From Staff Reports, Durham Herald-Sun
CHAPEL HILL — The N.C. Council of Churches and documentary filmmaker Charles Thompson have partnered for a statewide series of showings of Thompson’s immigration saga “Brother Towns/Pueblos Hermanos,” during which audiences can watch Thompson’s film and then take part in discussions about immigration.
“Brother Towns/Pueblos Hermanos” will be shown at 7 p.m. Oct. 15 at the Global Education Center Auditorium, 301 Pittsboro St., on the UNC campus.
“Brother Towns/Pueblos Hermanos” tells the story of two towns, Jacaltenango, Guatemala, and Jupiter, Fla., that are linked by immigration, family and work. It traces the path of people who travel thousands of miles from home in the hopes of making a living and being able to send money back to their families. While conducting graduate field research in Jacaltenango, Thompson realized that violence and economics had driven thousands of men and women from the Guatemalan town to Florida. His film captures that as well as the voices of people opposed to undocumented immigrants and those who are advocates for helping migrants, regardless of their documentation status.
“Our country wouldn’t be where it is today without immigrants. In fact, we’re all immigrants, from those who first came to this continent thousands of years ago to those who came yesterday. The question that we hope to address with this film and related discussions is how we can all live together in this complex and globalizing world,” said Thompson, who is director of undergraduate programs at Duke’s Center for Documentary Studies.
The N.C. Council of Churches has long been an advocate for immigrants, including efforts on behalf of farmworkers in the state’s fields and, more recently, in the heated debate over undocumented immigrants. The organization established the N.C. Religious Coalition for Justice for Immigrants in 2008.

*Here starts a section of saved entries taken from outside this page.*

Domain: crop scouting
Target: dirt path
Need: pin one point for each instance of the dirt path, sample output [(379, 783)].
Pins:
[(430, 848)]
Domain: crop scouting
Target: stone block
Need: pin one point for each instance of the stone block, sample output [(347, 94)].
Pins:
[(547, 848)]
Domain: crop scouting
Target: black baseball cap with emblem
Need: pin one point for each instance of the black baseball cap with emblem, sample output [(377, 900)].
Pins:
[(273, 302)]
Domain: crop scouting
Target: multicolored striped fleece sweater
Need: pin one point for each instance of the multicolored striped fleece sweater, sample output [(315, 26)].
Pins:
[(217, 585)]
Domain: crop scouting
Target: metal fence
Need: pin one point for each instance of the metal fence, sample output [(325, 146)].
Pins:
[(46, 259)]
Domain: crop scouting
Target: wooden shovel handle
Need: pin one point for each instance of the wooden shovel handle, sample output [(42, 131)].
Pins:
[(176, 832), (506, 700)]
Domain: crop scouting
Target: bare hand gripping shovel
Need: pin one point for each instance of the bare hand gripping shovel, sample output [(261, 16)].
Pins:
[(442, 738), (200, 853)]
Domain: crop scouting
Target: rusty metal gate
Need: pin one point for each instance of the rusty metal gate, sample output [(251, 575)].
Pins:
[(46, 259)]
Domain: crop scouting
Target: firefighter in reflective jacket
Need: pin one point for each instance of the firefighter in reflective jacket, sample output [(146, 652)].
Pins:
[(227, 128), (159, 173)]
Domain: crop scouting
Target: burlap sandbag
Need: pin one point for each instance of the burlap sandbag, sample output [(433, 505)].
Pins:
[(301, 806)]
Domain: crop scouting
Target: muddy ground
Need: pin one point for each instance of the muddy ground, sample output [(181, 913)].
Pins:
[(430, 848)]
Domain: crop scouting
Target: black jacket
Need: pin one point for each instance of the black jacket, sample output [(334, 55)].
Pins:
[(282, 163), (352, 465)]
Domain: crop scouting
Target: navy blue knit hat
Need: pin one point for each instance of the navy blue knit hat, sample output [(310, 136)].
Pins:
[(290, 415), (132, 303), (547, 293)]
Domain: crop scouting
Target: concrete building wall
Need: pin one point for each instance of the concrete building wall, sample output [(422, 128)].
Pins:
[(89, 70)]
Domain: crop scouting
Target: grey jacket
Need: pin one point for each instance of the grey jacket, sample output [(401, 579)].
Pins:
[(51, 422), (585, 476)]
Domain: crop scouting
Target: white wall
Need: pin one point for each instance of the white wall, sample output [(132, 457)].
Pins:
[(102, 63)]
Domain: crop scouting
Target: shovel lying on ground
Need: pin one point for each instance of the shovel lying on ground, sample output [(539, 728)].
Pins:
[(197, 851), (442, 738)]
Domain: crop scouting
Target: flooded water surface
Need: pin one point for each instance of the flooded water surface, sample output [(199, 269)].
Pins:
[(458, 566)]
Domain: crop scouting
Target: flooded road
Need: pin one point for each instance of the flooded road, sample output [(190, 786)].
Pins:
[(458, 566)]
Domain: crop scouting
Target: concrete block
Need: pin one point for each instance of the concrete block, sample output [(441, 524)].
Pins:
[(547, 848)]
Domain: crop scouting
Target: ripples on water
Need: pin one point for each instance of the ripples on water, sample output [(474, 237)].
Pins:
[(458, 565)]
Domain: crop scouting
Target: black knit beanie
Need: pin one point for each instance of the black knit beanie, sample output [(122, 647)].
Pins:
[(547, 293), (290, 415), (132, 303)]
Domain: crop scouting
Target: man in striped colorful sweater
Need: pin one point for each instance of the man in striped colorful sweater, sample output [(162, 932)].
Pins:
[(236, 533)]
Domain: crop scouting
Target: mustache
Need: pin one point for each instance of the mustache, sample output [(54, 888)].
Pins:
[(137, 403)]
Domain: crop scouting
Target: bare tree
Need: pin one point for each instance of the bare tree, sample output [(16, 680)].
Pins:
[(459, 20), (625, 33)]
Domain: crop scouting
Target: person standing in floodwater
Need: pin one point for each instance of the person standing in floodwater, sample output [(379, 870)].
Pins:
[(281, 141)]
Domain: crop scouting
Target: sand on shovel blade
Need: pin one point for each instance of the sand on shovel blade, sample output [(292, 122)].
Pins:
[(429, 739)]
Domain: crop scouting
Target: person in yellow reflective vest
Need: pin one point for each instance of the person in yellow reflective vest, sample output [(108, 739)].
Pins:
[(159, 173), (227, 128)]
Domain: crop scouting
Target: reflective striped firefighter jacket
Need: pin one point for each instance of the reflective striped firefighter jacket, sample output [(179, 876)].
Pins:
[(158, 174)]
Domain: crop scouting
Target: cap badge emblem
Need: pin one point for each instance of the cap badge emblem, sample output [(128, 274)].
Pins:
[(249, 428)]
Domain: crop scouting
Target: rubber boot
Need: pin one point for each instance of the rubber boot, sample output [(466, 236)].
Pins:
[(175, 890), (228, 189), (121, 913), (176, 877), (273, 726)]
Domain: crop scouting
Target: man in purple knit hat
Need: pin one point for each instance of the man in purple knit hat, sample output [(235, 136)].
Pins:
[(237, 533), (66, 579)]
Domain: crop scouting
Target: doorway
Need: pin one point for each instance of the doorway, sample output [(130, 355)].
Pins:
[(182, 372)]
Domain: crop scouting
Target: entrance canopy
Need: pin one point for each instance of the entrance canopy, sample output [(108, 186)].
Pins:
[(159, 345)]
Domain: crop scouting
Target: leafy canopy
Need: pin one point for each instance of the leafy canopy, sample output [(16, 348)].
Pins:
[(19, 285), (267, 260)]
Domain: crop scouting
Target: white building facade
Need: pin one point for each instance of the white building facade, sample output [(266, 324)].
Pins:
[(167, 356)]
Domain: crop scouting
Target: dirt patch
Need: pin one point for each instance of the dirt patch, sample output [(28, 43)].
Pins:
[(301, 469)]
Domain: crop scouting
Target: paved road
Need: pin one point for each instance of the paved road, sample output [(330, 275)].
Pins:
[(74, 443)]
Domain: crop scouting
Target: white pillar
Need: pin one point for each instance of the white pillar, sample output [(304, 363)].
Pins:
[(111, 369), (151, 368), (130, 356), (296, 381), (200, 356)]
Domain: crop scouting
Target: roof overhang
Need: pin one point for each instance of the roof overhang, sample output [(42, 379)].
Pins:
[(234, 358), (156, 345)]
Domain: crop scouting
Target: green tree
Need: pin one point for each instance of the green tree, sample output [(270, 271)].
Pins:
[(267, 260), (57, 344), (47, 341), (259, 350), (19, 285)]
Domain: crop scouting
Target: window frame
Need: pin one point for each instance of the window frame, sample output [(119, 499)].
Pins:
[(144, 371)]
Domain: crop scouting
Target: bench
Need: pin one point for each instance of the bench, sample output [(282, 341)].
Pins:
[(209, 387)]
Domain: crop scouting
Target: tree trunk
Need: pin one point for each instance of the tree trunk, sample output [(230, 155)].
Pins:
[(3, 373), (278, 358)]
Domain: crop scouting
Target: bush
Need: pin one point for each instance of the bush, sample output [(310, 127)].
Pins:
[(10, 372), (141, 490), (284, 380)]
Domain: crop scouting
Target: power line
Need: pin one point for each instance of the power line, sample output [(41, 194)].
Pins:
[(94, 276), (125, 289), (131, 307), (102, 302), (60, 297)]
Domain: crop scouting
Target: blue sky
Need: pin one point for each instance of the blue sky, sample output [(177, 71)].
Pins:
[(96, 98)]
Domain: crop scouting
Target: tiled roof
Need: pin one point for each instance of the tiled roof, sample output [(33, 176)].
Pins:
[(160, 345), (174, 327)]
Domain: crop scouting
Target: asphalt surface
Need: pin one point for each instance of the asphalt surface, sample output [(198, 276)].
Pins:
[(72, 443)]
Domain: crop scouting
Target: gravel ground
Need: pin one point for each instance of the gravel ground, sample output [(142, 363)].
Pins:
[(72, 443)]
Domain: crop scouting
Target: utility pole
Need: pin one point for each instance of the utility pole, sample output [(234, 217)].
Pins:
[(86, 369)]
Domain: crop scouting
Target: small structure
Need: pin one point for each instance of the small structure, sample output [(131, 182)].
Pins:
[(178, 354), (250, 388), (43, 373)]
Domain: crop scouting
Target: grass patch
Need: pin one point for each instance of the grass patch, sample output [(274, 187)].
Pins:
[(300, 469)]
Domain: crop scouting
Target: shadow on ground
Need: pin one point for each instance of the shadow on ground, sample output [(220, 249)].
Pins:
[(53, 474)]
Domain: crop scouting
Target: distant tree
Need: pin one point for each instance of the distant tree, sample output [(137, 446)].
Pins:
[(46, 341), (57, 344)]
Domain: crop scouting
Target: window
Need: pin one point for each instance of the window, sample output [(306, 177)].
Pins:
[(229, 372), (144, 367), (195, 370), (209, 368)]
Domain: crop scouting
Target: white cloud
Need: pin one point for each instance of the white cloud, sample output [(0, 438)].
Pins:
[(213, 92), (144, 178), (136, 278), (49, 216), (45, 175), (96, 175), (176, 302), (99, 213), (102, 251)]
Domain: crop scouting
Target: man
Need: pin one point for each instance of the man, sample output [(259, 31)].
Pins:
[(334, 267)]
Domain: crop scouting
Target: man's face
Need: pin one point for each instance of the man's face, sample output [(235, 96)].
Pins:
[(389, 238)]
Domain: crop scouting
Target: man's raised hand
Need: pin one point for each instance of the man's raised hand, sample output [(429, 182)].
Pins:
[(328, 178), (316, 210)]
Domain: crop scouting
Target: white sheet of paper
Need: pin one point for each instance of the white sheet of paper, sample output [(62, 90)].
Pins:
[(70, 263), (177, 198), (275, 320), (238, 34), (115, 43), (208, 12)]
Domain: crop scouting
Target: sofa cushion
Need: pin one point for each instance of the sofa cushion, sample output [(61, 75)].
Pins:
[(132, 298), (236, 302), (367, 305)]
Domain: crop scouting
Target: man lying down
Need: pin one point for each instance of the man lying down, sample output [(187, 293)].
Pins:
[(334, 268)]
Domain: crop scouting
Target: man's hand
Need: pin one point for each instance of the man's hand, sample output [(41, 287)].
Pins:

“Our longstanding faith traditions compel us to recognize the full dignity and humanity in all people,” said Council Program Associate Chris Liu-Beers. “The farmworker who provides our daily bread, the construction worker who puts a roof over our head, the library worker who greets us with a smile — each is a child of God.”
Thompson said he was elated to be working with the council on the project, citing the organization’s history of work on immigration.
“There are no better sources to turn to regarding how to treat our neighbors — not only those we choose, but those we have — than our religious traditions. The Bible, for example, is filled with quotes regarding how to live with immigrants and other people we might not know. This film is called ‘Brother Towns’ in part because it also is about a community that addresses how neighbors of different origins can live together,” he said.
“It is not a religious film, per se, but it will have resonance with many persons of faith,” Thompson said.